- This event has passed.
CS47 – The Need for Monarch Waystations
June 21, 2023 @ 1:45 pm - 2:45 pm
How can you not love a tiny, gorgeous creature that flies from Mexico to Canada to keep its species on the Earth? Monarch butterflies are one of our most iconic insects. And they need our help. Join this entertaining speaker and outstanding scientist and learn how you can help.
- Habitat loss and climate change is a double whammy that monarch butterflies face.
- You can help by creating Monarch Waystations (monarch habitats) in home gardens, at schools, businesses, parks, zoos, nature centers, along roadsides, and on other unused plots of land.

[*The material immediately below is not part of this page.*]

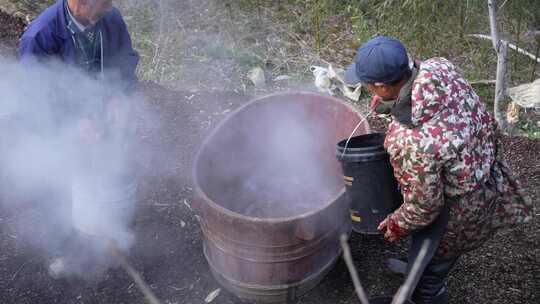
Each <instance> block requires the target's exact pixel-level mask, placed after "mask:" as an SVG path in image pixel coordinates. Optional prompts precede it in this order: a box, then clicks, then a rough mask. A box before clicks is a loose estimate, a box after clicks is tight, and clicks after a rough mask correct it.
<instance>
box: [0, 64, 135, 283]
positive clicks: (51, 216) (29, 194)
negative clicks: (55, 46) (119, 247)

- Monarch Waystations provide resources necessary for monarchs to produce successive generations to sustain their migration. Without milkweeds, monarchs are not be able to produce the numbers that culminate in the migration each fall. Similarly, without nectar from flowers, these fall migratory butterflies are unable to make their long journey to overwintering grounds in Mexico.
- Improving life for the monarch improves life for all pollinators.

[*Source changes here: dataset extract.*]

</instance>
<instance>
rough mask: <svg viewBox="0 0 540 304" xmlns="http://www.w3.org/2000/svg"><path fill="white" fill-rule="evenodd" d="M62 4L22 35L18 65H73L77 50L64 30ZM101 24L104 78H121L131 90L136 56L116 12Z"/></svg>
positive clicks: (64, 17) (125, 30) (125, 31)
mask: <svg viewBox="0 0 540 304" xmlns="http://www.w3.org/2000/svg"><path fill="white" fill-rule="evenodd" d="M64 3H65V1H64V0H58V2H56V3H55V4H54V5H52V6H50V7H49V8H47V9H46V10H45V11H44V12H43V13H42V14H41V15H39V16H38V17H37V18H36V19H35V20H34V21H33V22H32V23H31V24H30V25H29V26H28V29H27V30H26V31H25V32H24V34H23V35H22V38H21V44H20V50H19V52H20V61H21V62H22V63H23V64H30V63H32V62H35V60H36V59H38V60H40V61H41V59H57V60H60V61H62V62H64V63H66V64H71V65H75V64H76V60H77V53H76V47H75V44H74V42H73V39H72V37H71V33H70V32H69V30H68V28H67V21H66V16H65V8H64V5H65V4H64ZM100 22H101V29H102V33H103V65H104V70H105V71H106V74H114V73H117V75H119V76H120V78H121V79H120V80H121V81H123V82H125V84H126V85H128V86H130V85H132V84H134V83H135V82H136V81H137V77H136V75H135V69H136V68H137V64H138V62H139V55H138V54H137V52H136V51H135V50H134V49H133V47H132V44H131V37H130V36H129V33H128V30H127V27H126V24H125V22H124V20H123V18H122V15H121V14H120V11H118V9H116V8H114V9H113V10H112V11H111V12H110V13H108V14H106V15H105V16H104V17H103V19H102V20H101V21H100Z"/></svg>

Dr. Orley “Chip” Taylor is an insect ecologist. A champion of monarchs, he founded Monarch Watch (monarchwatch.org) in 1992, an outreach program for education, research, and conservation for monarch butterflies. Monarch Watch has tagged over two million monarchs so they can study their migration habits. The organization has done more to enlighten the world about the unique charms and challenges of the monarch butterfly migration than any other. In 2005, he created the Monarch Waystation program because habitats for monarchs are declining at a rate of 6,000 acres a day in the U.S. Dr. Taylor continues to mobilize citizen science and gardening support to restore the habitat needed to preserve this species.